The NSW Rifle Association (NSWRA) had been granted a licence to use certain land and buildings owned by the Commonwealth on the Malabar Headland (the ANZAC Rifle Range). This licence had been entered into in 2000 by the Commonwealth as a result of a decision by the Liberal–National coalition government to grant the NSWRA a licence to use the ANZAC Rifle Range until an alternative firing range at Holsworthy was constructed and made available for use by the NSWRA. The licence deed provided that the licence would terminate upon the Commonwealth issuing a Relocation Notice stating that the Holsworthy facility was ready for use.

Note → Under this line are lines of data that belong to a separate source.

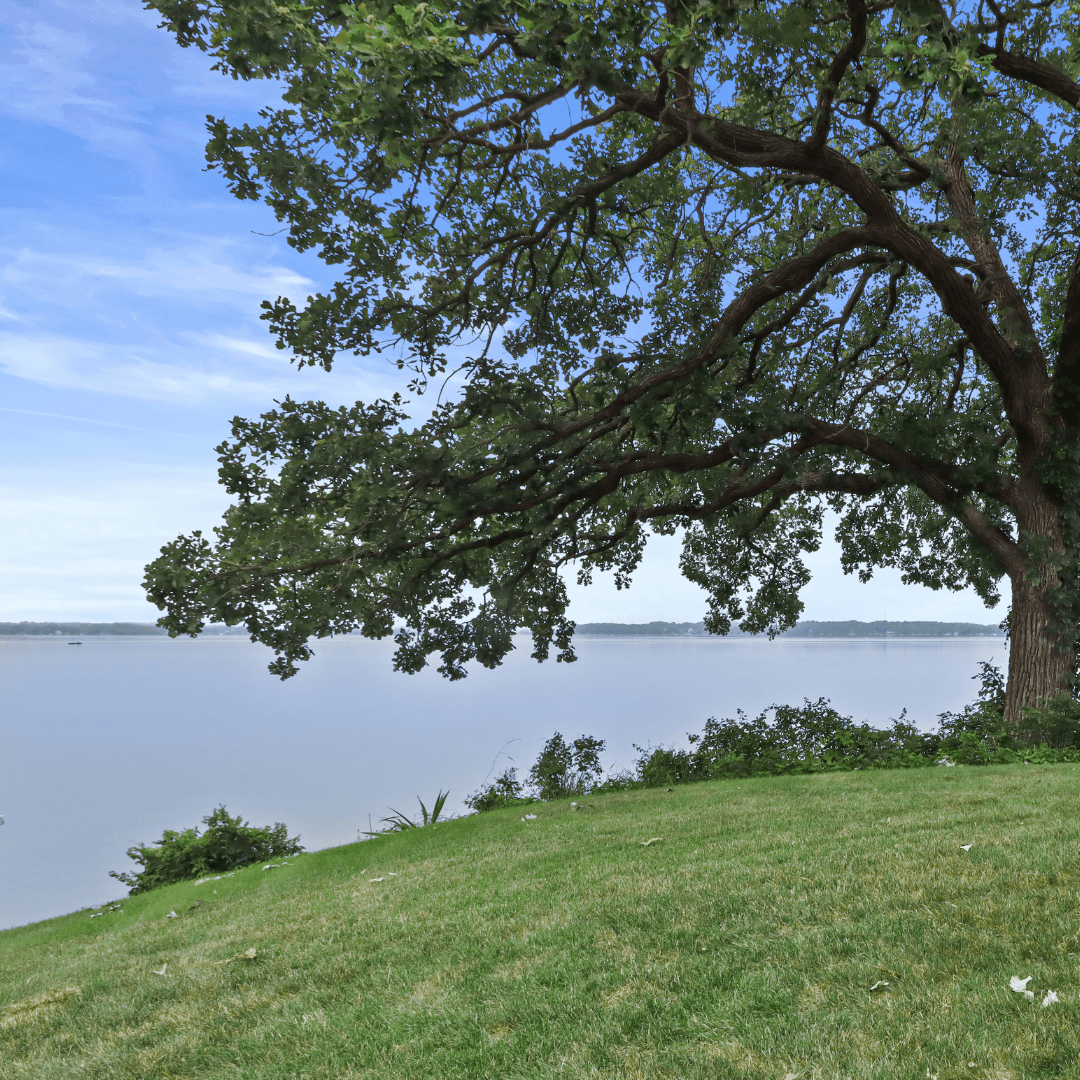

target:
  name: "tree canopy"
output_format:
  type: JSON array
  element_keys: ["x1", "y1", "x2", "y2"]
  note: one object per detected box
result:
[{"x1": 143, "y1": 0, "x2": 1080, "y2": 721}]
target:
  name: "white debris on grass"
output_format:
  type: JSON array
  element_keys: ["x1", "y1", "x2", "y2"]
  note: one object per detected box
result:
[
  {"x1": 521, "y1": 814, "x2": 538, "y2": 821},
  {"x1": 640, "y1": 837, "x2": 663, "y2": 847},
  {"x1": 151, "y1": 963, "x2": 168, "y2": 977},
  {"x1": 165, "y1": 911, "x2": 178, "y2": 919},
  {"x1": 937, "y1": 757, "x2": 957, "y2": 767},
  {"x1": 1009, "y1": 975, "x2": 1036, "y2": 1001},
  {"x1": 1042, "y1": 990, "x2": 1061, "y2": 1007},
  {"x1": 960, "y1": 844, "x2": 972, "y2": 851},
  {"x1": 869, "y1": 981, "x2": 889, "y2": 992},
  {"x1": 195, "y1": 873, "x2": 236, "y2": 886}
]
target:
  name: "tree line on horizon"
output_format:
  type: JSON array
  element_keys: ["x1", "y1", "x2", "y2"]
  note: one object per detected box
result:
[
  {"x1": 0, "y1": 619, "x2": 1001, "y2": 639},
  {"x1": 0, "y1": 623, "x2": 244, "y2": 637},
  {"x1": 574, "y1": 620, "x2": 1002, "y2": 637}
]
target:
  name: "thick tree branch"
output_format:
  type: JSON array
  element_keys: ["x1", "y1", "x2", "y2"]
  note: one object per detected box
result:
[
  {"x1": 942, "y1": 148, "x2": 1045, "y2": 365},
  {"x1": 975, "y1": 42, "x2": 1080, "y2": 106},
  {"x1": 805, "y1": 418, "x2": 1022, "y2": 574},
  {"x1": 611, "y1": 88, "x2": 1044, "y2": 440},
  {"x1": 533, "y1": 226, "x2": 883, "y2": 448},
  {"x1": 808, "y1": 0, "x2": 868, "y2": 151}
]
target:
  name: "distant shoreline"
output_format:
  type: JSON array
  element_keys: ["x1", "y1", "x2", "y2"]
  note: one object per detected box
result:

However, in 2011, the Labor government decided to transfer the land to the NSW government for use as a national park, without providing the NSWRA with an alternative firing range. The Commonwealth sought to terminate the licence by relying both on the doctrine of executive necessity and on an express right that allowed the Commonwealth to terminate the licence if the NSWRA had not remedied a breach specified in a remedy notice “within fourteen days or such longer time as is specified in the notice”. The NSWRA challenged the validity of these attempts to terminate the licence.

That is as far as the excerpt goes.